THE CO-OPTIMISTS AT THE PRINCE OF WALES' THEATRE.
THE Co-optimists' Sixth Programme has some really admirable songs and satires in it. But I suppose that it is in answer to a real demand that all pierrots sing sentimental songs which are worse than those which they satirize. Neverthe- less, this fact produces a sense of considerable muddle in the minds of earnest and well-meaning playgoers like me. We are so often in doubt when to laugh. For example, Mr. Stanley Holloway's songs, " The Cobbler " and the " Whistling Man," were in their quiet way quite as silly as " You're the Sort of Girl " song which Miss Phyllis Monkman and Mr. Laddie Cliff so excellently burlesqued.
But I do most earnestly recommend the following items to the public: Mr. Laddie Cliff's extremely funny Russian song " Olga Petrovotski " ; the pathetic and nervous Mr.
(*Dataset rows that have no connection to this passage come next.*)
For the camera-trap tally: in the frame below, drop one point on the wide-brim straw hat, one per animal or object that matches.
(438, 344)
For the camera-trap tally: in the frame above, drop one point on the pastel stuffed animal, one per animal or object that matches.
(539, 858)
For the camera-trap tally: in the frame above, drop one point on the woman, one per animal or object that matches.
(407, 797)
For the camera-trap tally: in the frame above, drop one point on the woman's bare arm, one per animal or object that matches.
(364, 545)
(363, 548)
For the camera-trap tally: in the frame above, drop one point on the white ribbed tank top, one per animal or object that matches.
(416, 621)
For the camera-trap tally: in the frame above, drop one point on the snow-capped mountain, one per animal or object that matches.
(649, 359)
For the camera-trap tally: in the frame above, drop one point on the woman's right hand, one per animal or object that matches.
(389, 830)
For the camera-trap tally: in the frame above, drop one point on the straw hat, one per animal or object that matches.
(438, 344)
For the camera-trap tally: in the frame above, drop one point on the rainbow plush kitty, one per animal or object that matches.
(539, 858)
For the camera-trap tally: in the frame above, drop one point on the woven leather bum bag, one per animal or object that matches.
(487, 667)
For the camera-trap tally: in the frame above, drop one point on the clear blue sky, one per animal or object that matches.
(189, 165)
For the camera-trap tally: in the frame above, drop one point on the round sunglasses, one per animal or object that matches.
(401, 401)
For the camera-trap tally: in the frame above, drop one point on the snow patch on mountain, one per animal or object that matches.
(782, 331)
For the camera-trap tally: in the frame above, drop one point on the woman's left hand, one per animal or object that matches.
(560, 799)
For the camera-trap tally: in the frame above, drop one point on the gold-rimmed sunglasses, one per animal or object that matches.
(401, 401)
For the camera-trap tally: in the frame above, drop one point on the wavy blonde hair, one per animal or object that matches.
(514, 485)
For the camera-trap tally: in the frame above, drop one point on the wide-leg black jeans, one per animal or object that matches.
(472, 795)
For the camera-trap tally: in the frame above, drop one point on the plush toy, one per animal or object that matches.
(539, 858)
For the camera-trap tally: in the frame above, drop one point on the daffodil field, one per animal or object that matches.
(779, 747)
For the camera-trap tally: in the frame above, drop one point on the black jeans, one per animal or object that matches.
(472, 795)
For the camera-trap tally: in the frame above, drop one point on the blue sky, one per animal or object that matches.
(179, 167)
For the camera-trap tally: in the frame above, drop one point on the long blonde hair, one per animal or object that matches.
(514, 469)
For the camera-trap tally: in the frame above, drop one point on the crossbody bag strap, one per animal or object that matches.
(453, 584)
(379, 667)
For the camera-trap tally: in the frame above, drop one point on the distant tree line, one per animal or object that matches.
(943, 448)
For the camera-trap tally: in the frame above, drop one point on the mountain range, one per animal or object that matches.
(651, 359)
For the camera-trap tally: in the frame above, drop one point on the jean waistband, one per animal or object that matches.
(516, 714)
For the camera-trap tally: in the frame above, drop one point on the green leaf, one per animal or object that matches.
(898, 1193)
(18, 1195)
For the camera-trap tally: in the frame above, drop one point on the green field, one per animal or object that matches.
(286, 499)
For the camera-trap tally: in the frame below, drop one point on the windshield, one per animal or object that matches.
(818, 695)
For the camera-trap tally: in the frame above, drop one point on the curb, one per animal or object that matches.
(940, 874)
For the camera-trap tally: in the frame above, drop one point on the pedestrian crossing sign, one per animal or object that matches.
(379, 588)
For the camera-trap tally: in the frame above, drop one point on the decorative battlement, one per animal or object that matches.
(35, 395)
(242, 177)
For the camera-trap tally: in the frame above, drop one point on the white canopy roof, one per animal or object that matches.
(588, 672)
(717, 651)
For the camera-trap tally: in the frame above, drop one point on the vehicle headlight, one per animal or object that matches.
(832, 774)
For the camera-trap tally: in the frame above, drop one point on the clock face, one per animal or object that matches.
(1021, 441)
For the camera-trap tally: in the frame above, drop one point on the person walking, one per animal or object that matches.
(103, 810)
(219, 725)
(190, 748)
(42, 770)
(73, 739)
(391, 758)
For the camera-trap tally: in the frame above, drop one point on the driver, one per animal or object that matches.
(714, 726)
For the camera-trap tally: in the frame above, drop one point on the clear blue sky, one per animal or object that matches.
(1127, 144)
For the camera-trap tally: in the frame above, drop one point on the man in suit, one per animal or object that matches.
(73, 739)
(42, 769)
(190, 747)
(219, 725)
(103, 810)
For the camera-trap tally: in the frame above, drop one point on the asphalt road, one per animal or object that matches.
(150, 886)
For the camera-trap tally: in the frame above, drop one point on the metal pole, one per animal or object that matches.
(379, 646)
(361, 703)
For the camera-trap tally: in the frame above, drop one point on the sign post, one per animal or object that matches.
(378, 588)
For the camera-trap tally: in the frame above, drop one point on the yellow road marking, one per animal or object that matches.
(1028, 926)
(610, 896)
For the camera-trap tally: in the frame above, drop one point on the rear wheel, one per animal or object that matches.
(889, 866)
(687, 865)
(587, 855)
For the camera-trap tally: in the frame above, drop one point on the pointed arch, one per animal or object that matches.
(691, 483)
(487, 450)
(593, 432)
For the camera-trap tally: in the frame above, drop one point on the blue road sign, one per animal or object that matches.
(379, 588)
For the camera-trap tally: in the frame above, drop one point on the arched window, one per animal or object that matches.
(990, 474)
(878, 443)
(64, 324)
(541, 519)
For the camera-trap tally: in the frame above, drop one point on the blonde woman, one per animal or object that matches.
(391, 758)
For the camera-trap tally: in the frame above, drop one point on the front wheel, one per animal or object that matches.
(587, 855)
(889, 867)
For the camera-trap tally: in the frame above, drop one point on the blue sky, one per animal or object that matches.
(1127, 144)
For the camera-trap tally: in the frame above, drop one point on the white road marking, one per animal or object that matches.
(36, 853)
Gilbert Child's endeavours to balance three billiard balls on the end of a billiard cue amid contretemps, and its happy ending ; the agreeably silly song and " effects " about the Luxor dis- coveries ; and Mr. Child's admirable satire on the worst sort of patriotic song, " The British Navy."
Very funny, too, is the Co-optimists' " Topical Gazette," which purports to be the usual bioscope with which variety entertainments are so often wound up. This one only shows the company in silhouette. There is the launch of ` s.s. Idiotic,' the scene in which " General Bonanza presents medals to his brave troops," and all the usual items of that often dreary and ridiculous type of entertainment.
The " Lerningham Repertory Company's " potted versions of Loyalties. Bluebeard's Eighth Wife and East of Suez are most amusing, East of Suez being really a masterpiece, with Miss Betty Chester's amazingly good. acting and make-up
and Miss Monkman's excellent version of the Amah. - • TARN.